"No one knows," said the eldest, when Anna repeated her question. "They say it was done on purpose."
"Done on purpose!" echoed Anna, staring at the speaker. "Why, who would set fire to a place on purpose?"
But to this question no reply at all was forthcoming. They fidgeted and looked at each other, and one of the younger ones tittered and then put her hand before her mouth.
In the potato field across the road, two storks, whose nest for many springs had been on one of the roofs now burning, had placed their young ones in safety and were watching over them. The young storks were only a few days old, and had been thrown out of the nest by the parents, and then dragged away out of danger into the field, the parents mounting guard over their bruised and dislocated offspring, and the whole group transformed in the glow into a beautiful, rosy, dazzling white, into a family of spiritualised, glorified storks, as they huddled ruefully together in their place of refuge. Anna saw them without knowing that she saw them; there were three little ones, and one was dead. The princess and Letty found her standing beside them, watching the roaring furnace of the stableyard with parted lips and wide-open, horror-stricken eyes.
"Most of the horses were got out in time," said the princess, taking Anna's arm, determined that she should not again slip away, "and they say the buildings are fully insured, and he will be able to have much better ones."
"But the time lost—they can't be built in a day——"
"The man I spoke to said they were such old buildings and in such a bad state that Axel can congratulate himself that they have been burned. But of course there will always be the time lost. Have you seen him? Let us go on a little—we shall be scorched to cinders here."

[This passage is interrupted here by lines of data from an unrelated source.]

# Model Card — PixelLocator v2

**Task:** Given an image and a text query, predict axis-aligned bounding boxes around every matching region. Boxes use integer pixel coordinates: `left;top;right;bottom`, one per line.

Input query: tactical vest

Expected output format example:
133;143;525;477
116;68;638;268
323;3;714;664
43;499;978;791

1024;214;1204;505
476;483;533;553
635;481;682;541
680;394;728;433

Both Axel and Dellwig were superintending the working of the hose. "I do not want my trees destroyed," he said to Dellwig, with whom in the stress of the moment he had resumed his earlier manner; "they are not insured." He had watched the stables go with an impassiveness that struck several of the bystanders as odd. Dellwig and many others of the dwellers in that district were used to making a great noise on all occasions great and small, and they could by no means believe that it was natural to Axel to remain so calm at such a moment. "It is a great nuisance," Axel said more than once; but that also was hardly an adequate expression of feelings.
"They are well insured, I believe?" said Dellwig.
"Oh yes. I shall be able to have nice tight buildings in their place."